ATLANTA, Georgia (CNN) -- Growing up, my Sherman tank-like aunt constantly blamed her thyroid for inability to lose weight.
The thyroid is a butterfly-shaped gland at the base of the neck.
Most of her seven sisters, behind her back, blamed something else, like her eating an entire cake by herself at their weekly coffee klatch. But who knows? That was 15 years ago and our awareness of thyroid and its many problems has grown.
She just might have been right pointing her finger at her thyroid, because, according to the American Association of Clinical Endocrinologists, as many as 27 million Americans suffer from some type of thyroid gland misfiring. And half of these folks don't even know what they are missing. But their bodies do. For while this little, butterfly-shaped gland at the base of our neck, weighing in at barely an ounce, seems both delicate and innocuous, when not in hormonally balanced harmony, it packs a wallop.
The truth is, it's more like the Muhammad Ali of our body's hormone factories; it floats and appears like a butterfly but stings like a bee.

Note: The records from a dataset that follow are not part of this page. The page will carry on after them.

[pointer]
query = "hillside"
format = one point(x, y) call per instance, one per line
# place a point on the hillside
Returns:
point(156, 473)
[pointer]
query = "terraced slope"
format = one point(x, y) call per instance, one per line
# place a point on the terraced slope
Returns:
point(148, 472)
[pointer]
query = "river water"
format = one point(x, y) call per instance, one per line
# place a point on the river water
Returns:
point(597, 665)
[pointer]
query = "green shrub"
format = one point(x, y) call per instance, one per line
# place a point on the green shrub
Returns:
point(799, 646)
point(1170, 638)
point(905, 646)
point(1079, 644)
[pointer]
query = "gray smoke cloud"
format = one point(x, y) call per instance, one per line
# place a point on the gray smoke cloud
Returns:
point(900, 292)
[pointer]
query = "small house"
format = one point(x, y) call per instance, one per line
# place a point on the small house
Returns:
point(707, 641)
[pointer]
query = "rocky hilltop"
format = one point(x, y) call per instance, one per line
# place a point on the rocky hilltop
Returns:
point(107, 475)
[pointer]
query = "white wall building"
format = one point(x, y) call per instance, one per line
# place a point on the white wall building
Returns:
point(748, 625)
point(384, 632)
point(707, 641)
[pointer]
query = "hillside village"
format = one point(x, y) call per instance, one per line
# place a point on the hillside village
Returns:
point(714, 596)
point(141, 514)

"Our thyroid, even though it's a small gland in your neck, controls everything," says endocrinologist Karen Smith. "It can control your thought patterns, your mood, your heart rate, blood pressure, digestive system, menstrual system, skin and bones."
That's a lot of controlling going on, but more than controlling, this little gland's job is all about regulating. The thyroid gland is in charge of making two very important hormones, respectively known as T3 and T4. And it's when the levels go awry that we start to have problems.

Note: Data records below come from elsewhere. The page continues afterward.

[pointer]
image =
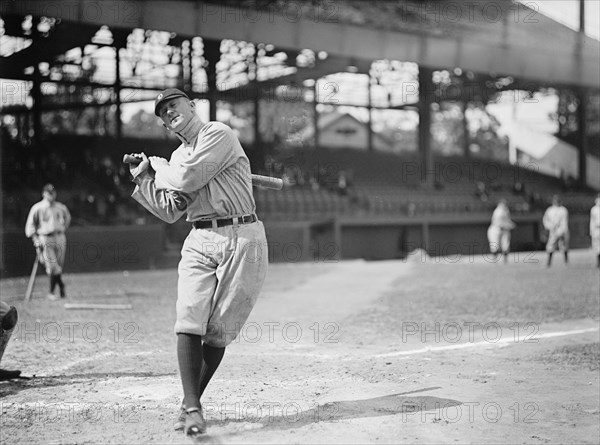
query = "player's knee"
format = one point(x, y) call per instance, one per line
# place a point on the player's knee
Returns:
point(9, 320)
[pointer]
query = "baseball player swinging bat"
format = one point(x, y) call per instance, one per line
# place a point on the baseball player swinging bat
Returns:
point(257, 180)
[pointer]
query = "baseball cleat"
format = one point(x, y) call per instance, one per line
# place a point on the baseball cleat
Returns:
point(195, 425)
point(7, 375)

For most people suffering from thyroid dysfunction, and these problems affect more women than men, their problem is that not enough hormones are being made. This is called hypothyroidism, and the symptoms are somewhat elusive. That is probably why doctors such as Smith use a handy tool to help patients identify the problem. "There is actually an acronym that we use for hypothyroidism," she said. "It's called sluggish. Sometimes when you feel sluggish, this might serve as a red flag and you might think, 'Oh it might be my thyroid!'"
Sluggish stands for
Sleepiness, fatigue, tiredness
Loss of memory
Unusually dry coarse skin
Goiter (enlarged thyroid)
Gradual personality change
Increase in weight, bloating, puffiness
Sensitivity to cold
Hair loss, sparseness of hair
And while these symptoms might be signals that something other than your thyroid is the issue, it's worth getting it tested. A simple blood test will tell you if your problems are a bigger hormonal deal.
The condition is lifelong, or as Smith puts it, "from the cradle to the rocking chair." Meaning that it can appear at just about any age, but once identified it doesn't go away.
Its treatment, however, is fairly straightforward: hormone replacement therapy.
But on the other side of the thyroid production line is the overzealous hormone maker. A lot less common than hypothyroidism, this is known as hyperthyroidism.
"Hyperthyroidism is when the thyroid is actually making too much thyroid hormone. I tell my patients, it's like a forest fire in California, burning everything up, "explains Smith, who just recently found out she suffered from this issue.
It took almost a year for her to figure it out since she had no family history to worry about, and most thyroid problems are usually genetic, even though she displayed all the classic symptoms.
"My first symptoms were irritability, feeling tired and blue.
My memory was poor and I had a hard time concentrating. Weight loss, despite being constantly hungry and eating like a pig. Long durations of sleep but never feeling rested," Smith says.
Finally when her hands started trembling and her heart started racing, she sought medical help. A blood test revealed her levels were off the charts. Good news for the young doctor who feared she had cancer or mercury poisoning.
But just like hypothyroidism, this conditions is very treatable.
Smith, who is doing much better now, details the options.
"The treatment is very different from hypothyroidism; we are actually trying to slow the function of the thyroid down.
"There are actually three ways to treat it," Smith said. "Surgery was a way we used to treat it in the past. We don't use that as much any more unless someone has a nodule and you think that may be a suspicious cell or cancer."
Today's most common treatment is anti-thyroid medications, which slow hormone production.
Radioactive iodine also is used, she said. "It's a substance that when you give it, it will actually damage the thyroid to help put out the fire, so to speak, to put out the flame of the overactive gland."
Doctors now recommend that everyone over 35 get his or her thyroid gland tested regularly. Because there are certain risks with even mild changes in thyroid levels, those considered at high risk, including pregnant women and those with a family history of thyroid problems, need to get tested earlier and more frequently, Smith said.
Which leads me back to that aunt of mine. If she was right and it was not just an overactive hand-to-mouth cake thing, then I better call my doctor pronto to schedule my own test.